C.V. Raman (1888. 11. 7 – 1970. 11. 21):  An Indian physicist. He carried out ground-breaking work in the field of light scattering, which earned him the 1930 Nobel Prize for Physics. He discovered that when light interacts with a material, some of the scattered light changes wavelength. This phenomenon, subsequently known as Raman scattering, results from the Raman effect.

Principle of Raman spectroscopy

Raman scattering is a phenomenon in which a single frequency photon scatteres inelastically from the vibrational, rotational, or other low-lying excited states of the interacting material. This results in the change of the original friquency of the photon. Raman scattered light is mixed with photons of frequencies different from the original light. The difference between the initial frequency of the light source and the later frequency after interaction with the material is represented by the Raman spectrum. Since the Raman spectrum is unique for each material, it is used to identify unknown materials. In addition, physical and chemical changes in substances can be observed through analysis on the Raman spectrum.
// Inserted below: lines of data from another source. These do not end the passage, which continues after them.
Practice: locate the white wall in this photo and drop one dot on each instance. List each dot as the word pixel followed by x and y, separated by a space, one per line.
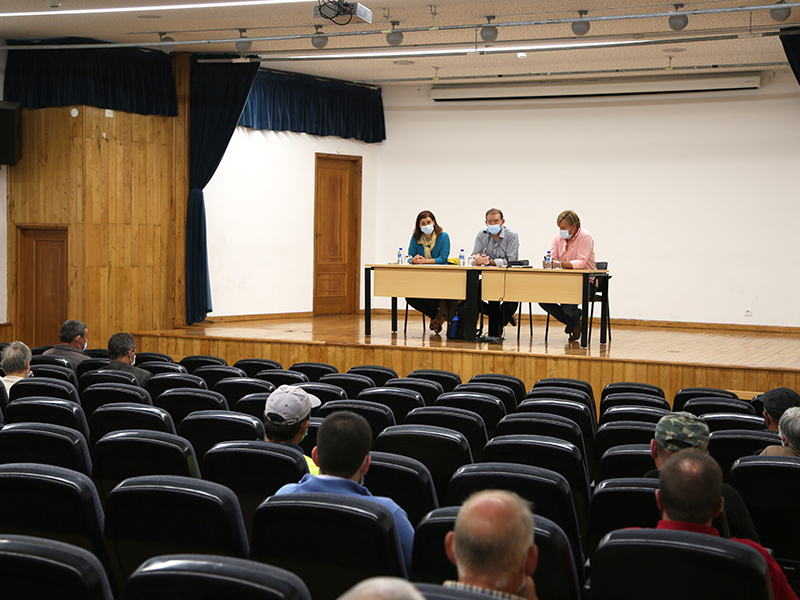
pixel 689 197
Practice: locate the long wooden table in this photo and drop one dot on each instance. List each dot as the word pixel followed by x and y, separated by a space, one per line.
pixel 559 286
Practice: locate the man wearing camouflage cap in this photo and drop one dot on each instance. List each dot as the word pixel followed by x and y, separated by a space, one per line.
pixel 677 431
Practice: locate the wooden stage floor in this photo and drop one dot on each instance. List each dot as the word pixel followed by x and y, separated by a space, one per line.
pixel 671 357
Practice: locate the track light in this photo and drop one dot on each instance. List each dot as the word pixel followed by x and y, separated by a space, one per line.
pixel 581 27
pixel 678 22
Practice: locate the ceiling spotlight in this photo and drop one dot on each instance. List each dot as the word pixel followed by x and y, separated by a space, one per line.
pixel 319 40
pixel 581 27
pixel 678 22
pixel 780 14
pixel 489 32
pixel 167 43
pixel 394 38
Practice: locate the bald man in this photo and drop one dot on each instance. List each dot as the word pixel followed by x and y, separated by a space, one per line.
pixel 492 546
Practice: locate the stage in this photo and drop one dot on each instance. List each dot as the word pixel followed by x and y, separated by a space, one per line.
pixel 671 357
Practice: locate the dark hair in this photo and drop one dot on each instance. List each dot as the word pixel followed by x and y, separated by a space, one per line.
pixel 690 484
pixel 343 442
pixel 418 232
pixel 70 330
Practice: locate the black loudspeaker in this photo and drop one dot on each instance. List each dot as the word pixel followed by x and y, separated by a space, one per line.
pixel 10 133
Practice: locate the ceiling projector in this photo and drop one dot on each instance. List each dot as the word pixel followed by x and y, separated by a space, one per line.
pixel 332 9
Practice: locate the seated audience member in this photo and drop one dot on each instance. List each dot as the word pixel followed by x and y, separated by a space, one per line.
pixel 492 546
pixel 382 588
pixel 342 455
pixel 775 403
pixel 74 338
pixel 16 364
pixel 572 248
pixel 689 498
pixel 122 354
pixel 287 414
pixel 680 430
pixel 429 245
pixel 789 429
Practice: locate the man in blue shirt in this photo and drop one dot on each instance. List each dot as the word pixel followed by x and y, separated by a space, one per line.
pixel 342 454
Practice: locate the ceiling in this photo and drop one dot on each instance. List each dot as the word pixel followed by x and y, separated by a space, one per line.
pixel 442 38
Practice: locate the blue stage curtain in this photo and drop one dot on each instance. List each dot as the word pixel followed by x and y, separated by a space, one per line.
pixel 218 94
pixel 791 45
pixel 291 102
pixel 127 79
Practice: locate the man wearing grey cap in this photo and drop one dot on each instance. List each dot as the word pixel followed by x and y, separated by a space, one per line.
pixel 287 414
pixel 681 430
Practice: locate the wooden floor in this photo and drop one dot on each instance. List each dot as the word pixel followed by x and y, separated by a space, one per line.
pixel 670 357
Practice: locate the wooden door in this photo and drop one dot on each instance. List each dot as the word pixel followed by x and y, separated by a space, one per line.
pixel 42 280
pixel 337 234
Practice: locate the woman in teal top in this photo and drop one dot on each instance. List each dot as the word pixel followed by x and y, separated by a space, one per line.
pixel 429 245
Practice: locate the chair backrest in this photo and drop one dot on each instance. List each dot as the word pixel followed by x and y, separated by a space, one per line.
pixel 399 400
pixel 98 394
pixel 47 444
pixel 442 450
pixel 206 428
pixel 467 422
pixel 380 375
pixel 448 379
pixel 33 567
pixel 165 514
pixel 379 416
pixel 313 370
pixel 405 480
pixel 630 564
pixel 120 416
pixel 134 453
pixel 331 541
pixel 192 576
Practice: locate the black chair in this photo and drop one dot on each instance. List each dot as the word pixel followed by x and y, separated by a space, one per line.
pixel 47 444
pixel 120 416
pixel 405 480
pixel 254 470
pixel 502 392
pixel 122 454
pixel 331 541
pixel 181 402
pixel 165 514
pixel 380 375
pixel 400 401
pixel 206 428
pixel 490 408
pixel 441 450
pixel 698 392
pixel 631 387
pixel 33 567
pixel 447 379
pixel 352 383
pixel 466 422
pixel 54 503
pixel 313 370
pixel 44 386
pixel 625 460
pixel 196 361
pixel 212 374
pixel 192 576
pixel 629 564
pixel 251 366
pixel 377 415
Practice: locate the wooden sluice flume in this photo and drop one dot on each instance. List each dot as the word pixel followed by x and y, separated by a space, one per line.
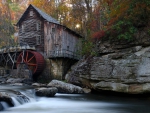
pixel 13 56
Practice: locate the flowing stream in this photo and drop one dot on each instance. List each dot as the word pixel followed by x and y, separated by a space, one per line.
pixel 76 103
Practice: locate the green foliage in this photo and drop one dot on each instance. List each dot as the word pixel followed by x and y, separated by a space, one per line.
pixel 124 30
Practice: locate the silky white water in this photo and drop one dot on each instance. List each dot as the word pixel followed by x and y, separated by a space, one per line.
pixel 77 103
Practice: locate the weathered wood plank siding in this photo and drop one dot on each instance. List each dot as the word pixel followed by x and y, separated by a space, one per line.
pixel 59 41
pixel 28 31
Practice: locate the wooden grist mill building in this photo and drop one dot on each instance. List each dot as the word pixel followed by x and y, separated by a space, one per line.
pixel 55 42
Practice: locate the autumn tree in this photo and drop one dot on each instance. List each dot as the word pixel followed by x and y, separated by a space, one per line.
pixel 6 27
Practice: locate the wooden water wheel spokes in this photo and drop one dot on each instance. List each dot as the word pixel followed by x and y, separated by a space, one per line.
pixel 33 60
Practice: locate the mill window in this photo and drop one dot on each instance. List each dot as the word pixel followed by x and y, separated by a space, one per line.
pixel 31 13
pixel 38 40
pixel 38 26
pixel 22 27
pixel 53 30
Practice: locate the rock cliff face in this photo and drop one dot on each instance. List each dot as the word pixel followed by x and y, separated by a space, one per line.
pixel 122 67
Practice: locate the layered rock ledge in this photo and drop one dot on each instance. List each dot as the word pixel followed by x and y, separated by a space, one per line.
pixel 121 67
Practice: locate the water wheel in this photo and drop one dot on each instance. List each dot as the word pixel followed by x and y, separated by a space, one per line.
pixel 33 60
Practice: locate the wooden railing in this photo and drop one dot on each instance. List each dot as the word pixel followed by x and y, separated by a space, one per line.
pixel 15 48
pixel 64 53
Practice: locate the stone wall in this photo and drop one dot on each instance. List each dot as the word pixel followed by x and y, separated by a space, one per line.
pixel 55 69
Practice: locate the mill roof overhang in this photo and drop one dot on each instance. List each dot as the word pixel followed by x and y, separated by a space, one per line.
pixel 47 18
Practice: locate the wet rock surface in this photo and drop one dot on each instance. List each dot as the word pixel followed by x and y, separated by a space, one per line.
pixel 121 67
pixel 46 92
pixel 65 87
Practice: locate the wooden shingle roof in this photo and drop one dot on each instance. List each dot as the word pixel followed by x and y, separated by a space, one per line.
pixel 41 13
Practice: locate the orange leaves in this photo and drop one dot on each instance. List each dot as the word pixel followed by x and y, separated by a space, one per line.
pixel 98 35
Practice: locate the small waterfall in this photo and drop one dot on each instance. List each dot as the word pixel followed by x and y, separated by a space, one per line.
pixel 19 97
pixel 16 102
pixel 4 105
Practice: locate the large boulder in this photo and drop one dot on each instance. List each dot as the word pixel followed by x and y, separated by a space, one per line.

A laser is used as a single frequency light. A combination of various optical elements and a microscope, spectrometer, and photodetector forms a micro Raman spectroscopy system that can measure even very small samples.

Principle of Raman scattering


Schematic diagram of Raman system


Advantages of Raman spectroscopy


  • Non-destructive measurement

  • ​Identifying unknown materials

  • ​Samples in gas, liquid, and solid states can be measured.

  • Pretreatment of samples is not required in most cases

  • Samples of very tiny size are measurable (spatial resolution of ~ μm with micro-Raman system)

  • Hardly affected by moisture.

Raman Experiment Techniques


  • Spontaneous Raman spectroscopy

  • Resonant Raman spectroscopy

  • ​Polarization dependent Raman spectroscopy

  • Surface enhanced Raman spectroscopy

  • Imaging byRaman mapping

  • Temperature dependent Raman spectroscopy